LibGuides: AI at NETC: Ensembling

Universal Self-Consistency

a prompting technique used to refine and improve the accuracy of answers generated by a Large Language Model (LLM). It compiles multiple responses the model has previously given and then prompts the model to choose the best answer from among them.

USC builds on the concept of self-consistency, which uses multiple reasoning paths to find the most common response as a way to improve prediction confidence. Unlike standard self-consistency, which requires exact answers (like numbers) to tally votes, USC extends this approach to free-form responses by having the LLM select the most internally consistent answer from multiple generated outputs.

To use Universal Self-Consistency, follow these steps:

Generate Multiple Responses with CoT: Begin by prompting the LLM several times on the same question. Record each unique answer.
Select Consistent Answer: Compile all responses into a new prompt, asking the LLM to select the most accurate or reasonable answer.

Mixture of Reasoning Experts (MoRE)

A technique designed to improve the generalization of Large Language Models (LLMs) across different question types in question answering (QA). While LLMs have shown impressive performance, they often struggle when handling questions that require different reasoning skills—such as factual, multihop, mathematical, or commonsense reasoning. MoRE aims to address this challenge by using specialized language models, each trained for a specific reasoning type.

MoRE also introduces a novel approach to selective QA, where the system decides when to abstain from answering if the confidence in its prediction is low. This ensures the system answers accurately when possible and avoids incorrect answers.

To use MoRE, follow this process:

Input Question: You ask a question.
Expert Predictions: Each specialized model generates an answer based on its reasoning expertise.
Answer Selection: The answer selector chooses the most reliable answer, based on agreement among experts and prediction confidence.
Selective Answering: If no reliable answer is found, the system abstains.

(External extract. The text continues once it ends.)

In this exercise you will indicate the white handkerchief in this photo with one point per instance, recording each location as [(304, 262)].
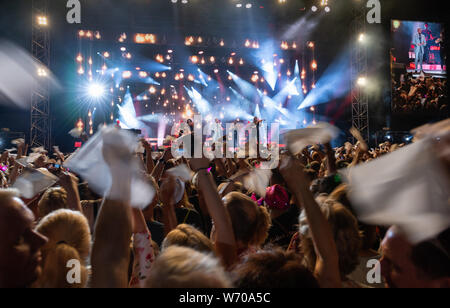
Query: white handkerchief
[(33, 181), (89, 163), (18, 141), (408, 188), (182, 172), (76, 133), (258, 180), (25, 161), (20, 73), (38, 150), (299, 139)]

Max Mutual Information (MMI) Method

MMI is a way to choose the optimal prompt template for your task by using the mutual information score between the template and the output of the model as a metric, and finding whichever template from your list of templates maximizes that metric.

Mutual information (MI) is a concept from information theory that quantifies how much information two variables share. In this case, it measures how much a given prompt reveals about the model's output. The intuition is that a prompt with high MI is more likely to produce accurate responses, even if we don’t know the "right" answer ahead of time.

To use MMI, follow these steps:

Generate Templates: Generate a set of prompt templates for your task. This can be done manually or by generating them with an LLM.
Run Sample Inputs: The model runs a few sample inputs to verify that the prompts generate reasonable outputs.
Calculate Mutual Information Scores: Plug in each template into the mutual information algorithm to get a score for each template.
Choose the Template With Highest Score: Choose whichever template got the highest mutual information score for your prompt.